Higher Rate Tax Payers up 43% in the last 3 years

Higher Rate Tax Payers up 43% in the last 3 years
In total 2.5m taxpayers will have to pay higher and additional rate tax for the first time, with the situation unlikely to improve before 2029 at the earliest, based on the latest freeze extension announced at the Budget.
There will be 6.3m higher rate taxpayers in the current tax year 2024-25, up 43% from 2021-22, and 1.13m paying the 45% additional rate tax, more than double the number just three years ago!
It is not only income tax take which is generating millions in extra tax for the Treasury. Changes to dividend tax and the virtual removal of the tax free allowance to the current £500 limit means that individuals earning income from dividends will face higher tax bills.
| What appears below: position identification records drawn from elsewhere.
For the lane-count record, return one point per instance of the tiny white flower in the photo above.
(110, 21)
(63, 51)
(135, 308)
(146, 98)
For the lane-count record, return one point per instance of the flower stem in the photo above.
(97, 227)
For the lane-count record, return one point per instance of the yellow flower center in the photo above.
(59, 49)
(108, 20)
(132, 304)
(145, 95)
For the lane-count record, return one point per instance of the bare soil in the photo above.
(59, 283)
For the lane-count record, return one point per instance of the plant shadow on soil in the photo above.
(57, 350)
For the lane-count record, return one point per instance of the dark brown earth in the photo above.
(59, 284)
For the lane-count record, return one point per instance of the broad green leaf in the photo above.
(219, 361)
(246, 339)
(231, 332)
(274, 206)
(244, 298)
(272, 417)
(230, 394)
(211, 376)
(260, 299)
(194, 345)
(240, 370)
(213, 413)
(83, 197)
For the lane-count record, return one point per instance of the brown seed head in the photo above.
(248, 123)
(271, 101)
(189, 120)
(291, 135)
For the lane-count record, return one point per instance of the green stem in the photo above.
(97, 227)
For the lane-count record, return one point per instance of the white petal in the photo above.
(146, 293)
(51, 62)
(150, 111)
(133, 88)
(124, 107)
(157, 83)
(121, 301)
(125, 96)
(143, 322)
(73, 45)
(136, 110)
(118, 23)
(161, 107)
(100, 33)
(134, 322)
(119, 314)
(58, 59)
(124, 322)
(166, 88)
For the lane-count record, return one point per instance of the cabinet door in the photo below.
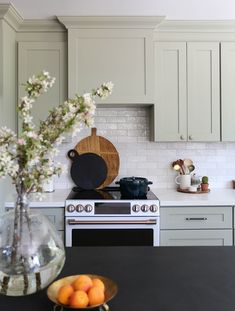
(34, 57)
(196, 237)
(228, 90)
(198, 217)
(55, 215)
(123, 56)
(203, 91)
(170, 91)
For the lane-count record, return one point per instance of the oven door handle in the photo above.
(112, 222)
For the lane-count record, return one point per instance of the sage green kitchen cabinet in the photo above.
(55, 215)
(228, 90)
(123, 56)
(196, 226)
(187, 91)
(34, 57)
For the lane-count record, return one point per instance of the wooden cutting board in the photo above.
(104, 148)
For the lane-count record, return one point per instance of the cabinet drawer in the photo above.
(203, 217)
(196, 237)
(55, 215)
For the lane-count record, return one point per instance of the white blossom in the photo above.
(29, 158)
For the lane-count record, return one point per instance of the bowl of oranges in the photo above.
(84, 291)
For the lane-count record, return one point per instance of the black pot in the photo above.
(134, 187)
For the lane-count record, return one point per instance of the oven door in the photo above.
(112, 231)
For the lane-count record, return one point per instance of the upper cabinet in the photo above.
(117, 49)
(187, 91)
(34, 57)
(228, 90)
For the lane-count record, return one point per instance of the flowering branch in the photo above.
(28, 159)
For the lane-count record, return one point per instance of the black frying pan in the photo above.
(88, 170)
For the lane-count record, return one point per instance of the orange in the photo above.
(83, 282)
(96, 296)
(98, 283)
(64, 294)
(79, 299)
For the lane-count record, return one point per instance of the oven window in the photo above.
(112, 237)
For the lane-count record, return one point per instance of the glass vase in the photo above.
(31, 251)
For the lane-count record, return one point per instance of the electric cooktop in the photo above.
(108, 193)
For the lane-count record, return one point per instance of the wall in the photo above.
(128, 130)
(7, 90)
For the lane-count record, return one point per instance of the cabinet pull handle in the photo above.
(196, 218)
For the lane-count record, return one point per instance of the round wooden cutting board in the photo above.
(104, 148)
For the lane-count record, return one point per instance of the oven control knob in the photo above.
(79, 208)
(88, 208)
(144, 208)
(136, 208)
(153, 208)
(70, 208)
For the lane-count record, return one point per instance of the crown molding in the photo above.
(200, 26)
(10, 15)
(148, 22)
(41, 25)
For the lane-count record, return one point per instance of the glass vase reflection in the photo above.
(31, 251)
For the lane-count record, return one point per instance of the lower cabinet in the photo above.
(55, 216)
(196, 226)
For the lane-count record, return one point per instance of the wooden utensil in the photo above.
(105, 149)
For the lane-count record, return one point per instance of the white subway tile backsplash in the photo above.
(128, 130)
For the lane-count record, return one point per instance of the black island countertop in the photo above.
(150, 278)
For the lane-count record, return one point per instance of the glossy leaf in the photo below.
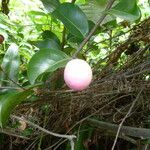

In the current tax year, it is predicted that taxpayers will pay £17.8bn in dividend tax, up £960m in a single tax year.
The latest HMRC figures, released in December, showed that tax revenues from April to November hit a record high of £537bn, with a huge increase in capital gains tax (CGT), up £15bn.
There was a surge in disposals since October, largely due to expectations that CGT would be cut at the Budget on 30 October. There was huge hike in CGT disposals in October and November, totalling £471m over the two months, up £125m compared with £346m the previous year. November CGT receipts were £222m, up from £172m; normally these figures are quite stable month to month with little fluctuation.
The impact of fiscal drags means it is critical to do some basic tax planning, with savings a good place to start.
Basic rate taxpayers can receive up to £1,000 in interest from savings accounts each year without paying tax, while higher rate taxpayers can receive up to £500. But it is important to note that additional rate taxpayers receive no allowance on savings interest, except when money is held in ISA products, up to the annual £20,000 limit.
Dividends are an area to watch closely, with income from stocks and shares, ISA’s are protected from dividend tax, so this can be an efficient way to save.
For investments outside an ISA, the first £500 of dividend income is free of tax in the current tax year.